Eosinophilic Granulomatosis with Polyangiitis (EGPA)
EGPA/Churg Strauss Syndrome is the rarest of the AAVs and is associated with late onset asthma, pulmonary infiltrates, neuropathy and peripheral blood eosinophilia. About a third of patients have a positive p-ANCA, and those with the positive antibody classically have vasculitic manifestations (neuropathy, skin). ANCA negative patients more frequently have cardiac manifestations, including cardiomyopathy or myocarditis.
The disease features and response to therapies is different in EGPA, and these patients have often been excluded from larger clinical trials evaluating MPA and GPA. We have tried using many immunosuppressive agents including cyclophosphamide, azathioprine, and methotrexate to control the disease, but manifestations such as chronic asthma or rhinosinusitis frequently require long-term high dose steroids.
Steroids are used like an umbrella to shut down inflammation in a broad sense in EGPA and vasculitis in general. What we want to do is find a targeted therapy that shuts down what is driving the disease specifically. This will lead to less long-term toxicities and side effects.
We have learned that environmental exposures in both asthma and EGPA trigger the immune system though cells in the airway secreting inflammatory cytokines. This response also occurs in the cells lining the nasal cavity and can cause polyps or other ear, nose and throat involvement. The immune system activation results in T cells producing inflammatory cytokines such as IL-4, IL-13, and IL-5.

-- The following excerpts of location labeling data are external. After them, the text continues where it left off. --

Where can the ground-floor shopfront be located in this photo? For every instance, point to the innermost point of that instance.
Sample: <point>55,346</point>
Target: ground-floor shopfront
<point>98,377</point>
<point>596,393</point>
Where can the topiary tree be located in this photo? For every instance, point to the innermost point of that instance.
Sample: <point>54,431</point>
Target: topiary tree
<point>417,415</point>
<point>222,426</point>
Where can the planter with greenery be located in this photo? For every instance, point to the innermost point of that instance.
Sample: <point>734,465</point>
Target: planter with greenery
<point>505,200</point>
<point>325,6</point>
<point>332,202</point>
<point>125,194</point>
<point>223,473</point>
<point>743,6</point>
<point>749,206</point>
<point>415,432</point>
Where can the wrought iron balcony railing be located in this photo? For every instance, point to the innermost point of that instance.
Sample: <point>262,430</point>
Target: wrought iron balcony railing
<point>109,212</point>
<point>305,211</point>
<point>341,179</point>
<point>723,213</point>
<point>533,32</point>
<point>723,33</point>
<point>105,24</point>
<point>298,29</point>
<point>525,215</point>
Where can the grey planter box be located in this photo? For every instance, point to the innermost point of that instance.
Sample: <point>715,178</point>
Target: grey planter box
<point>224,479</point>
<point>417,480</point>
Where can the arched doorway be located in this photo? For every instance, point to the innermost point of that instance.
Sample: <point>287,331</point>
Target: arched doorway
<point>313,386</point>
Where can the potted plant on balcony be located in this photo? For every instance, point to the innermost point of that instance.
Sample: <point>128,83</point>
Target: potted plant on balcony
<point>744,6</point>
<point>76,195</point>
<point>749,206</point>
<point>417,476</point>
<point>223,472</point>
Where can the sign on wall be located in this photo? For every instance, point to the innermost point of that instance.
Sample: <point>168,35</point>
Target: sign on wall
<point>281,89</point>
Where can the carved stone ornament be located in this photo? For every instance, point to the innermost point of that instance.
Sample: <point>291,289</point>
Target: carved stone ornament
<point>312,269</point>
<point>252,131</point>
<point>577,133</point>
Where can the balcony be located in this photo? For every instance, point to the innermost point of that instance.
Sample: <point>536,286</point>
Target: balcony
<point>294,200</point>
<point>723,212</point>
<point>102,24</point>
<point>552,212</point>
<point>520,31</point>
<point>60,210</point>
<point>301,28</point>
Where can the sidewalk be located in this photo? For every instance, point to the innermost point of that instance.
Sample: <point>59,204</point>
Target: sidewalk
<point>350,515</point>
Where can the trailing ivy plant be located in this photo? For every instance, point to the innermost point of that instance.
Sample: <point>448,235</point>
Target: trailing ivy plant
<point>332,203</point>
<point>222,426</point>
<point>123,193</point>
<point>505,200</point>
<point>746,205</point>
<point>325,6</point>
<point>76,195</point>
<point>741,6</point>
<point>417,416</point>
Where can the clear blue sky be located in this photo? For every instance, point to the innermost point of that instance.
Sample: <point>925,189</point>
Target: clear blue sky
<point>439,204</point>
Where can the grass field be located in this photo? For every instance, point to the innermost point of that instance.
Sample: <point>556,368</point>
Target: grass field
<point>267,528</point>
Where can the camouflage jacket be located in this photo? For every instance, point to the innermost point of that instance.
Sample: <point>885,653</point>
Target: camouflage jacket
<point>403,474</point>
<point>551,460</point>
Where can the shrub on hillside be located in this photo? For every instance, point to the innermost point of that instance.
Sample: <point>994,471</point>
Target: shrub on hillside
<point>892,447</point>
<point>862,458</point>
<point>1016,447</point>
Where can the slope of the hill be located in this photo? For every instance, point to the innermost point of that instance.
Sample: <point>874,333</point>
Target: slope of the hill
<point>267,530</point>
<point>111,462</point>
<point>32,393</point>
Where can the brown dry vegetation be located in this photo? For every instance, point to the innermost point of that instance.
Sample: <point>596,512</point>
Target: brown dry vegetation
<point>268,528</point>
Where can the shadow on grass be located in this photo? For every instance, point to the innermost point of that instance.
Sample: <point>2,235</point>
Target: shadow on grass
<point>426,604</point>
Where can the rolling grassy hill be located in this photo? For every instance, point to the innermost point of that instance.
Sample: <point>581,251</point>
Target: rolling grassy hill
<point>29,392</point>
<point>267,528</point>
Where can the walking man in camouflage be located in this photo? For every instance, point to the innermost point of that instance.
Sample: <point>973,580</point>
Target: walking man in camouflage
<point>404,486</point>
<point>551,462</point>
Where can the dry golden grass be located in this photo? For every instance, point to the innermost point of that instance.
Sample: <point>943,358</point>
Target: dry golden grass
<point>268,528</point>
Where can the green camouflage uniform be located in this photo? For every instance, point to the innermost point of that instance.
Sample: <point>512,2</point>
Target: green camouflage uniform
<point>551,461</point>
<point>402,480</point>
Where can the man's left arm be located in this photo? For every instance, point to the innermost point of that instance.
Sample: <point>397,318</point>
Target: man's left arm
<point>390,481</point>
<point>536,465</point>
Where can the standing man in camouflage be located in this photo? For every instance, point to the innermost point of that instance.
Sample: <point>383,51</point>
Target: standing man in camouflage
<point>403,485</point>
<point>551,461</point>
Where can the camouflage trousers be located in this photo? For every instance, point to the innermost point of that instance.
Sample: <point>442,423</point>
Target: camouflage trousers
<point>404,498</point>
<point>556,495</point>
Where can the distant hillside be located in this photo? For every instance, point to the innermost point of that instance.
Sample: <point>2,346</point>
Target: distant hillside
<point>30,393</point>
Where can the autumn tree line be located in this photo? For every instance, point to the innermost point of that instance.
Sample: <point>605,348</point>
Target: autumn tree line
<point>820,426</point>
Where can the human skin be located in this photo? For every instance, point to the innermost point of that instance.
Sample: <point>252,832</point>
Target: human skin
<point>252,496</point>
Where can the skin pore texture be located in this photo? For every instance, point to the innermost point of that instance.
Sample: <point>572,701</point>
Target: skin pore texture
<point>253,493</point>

IL-5 is a cytokine that regulates growth, activation and survival of eosinophils. Levels of IL-5 are increased in patients with EGPA and are associated with disease activity. Therefore, reducing eosinophils and preventing their activation by inhibiting IL-5 is a rational approach to treatment. Mepolizumab, a monoclonal antibody specific for IL-5, has been studied in two pilot studies in EGPA with promising results, achieving a steroid sparing effect and remission maintenance, with a favorable safety profile. This has led to the MIRRA trial, the first ever double-blinded, placebo controlled trial in EGPA patients, to evaluate the efficacy and safety of mepolizumab in relapsing and refractory EGPA. 130 patients were enrolled in this trial which is now completed, and results will be available in late 2017. This means a possible medication outside of steroids, that is tailored to, and targets the mechanisms that drive disease in EGPA.
This is a brief summary of some of the exciting research that was highlighted at the 2017 ANCA Vasculitis conference. New insights into disease mechanisms, genetic variability and targeted therapies were presented and discussed. Sharing of ideas and research between different countries and subspecialists is key to moving forward in our understanding of vasculitis.
We have been steadily gaining ground in clinical trials and applying our knowledge to make real-life decisions in clinic. The science presented sheds new insights and raises many important questions that remain to be answered about how we can improve the lives of people with vasculitis.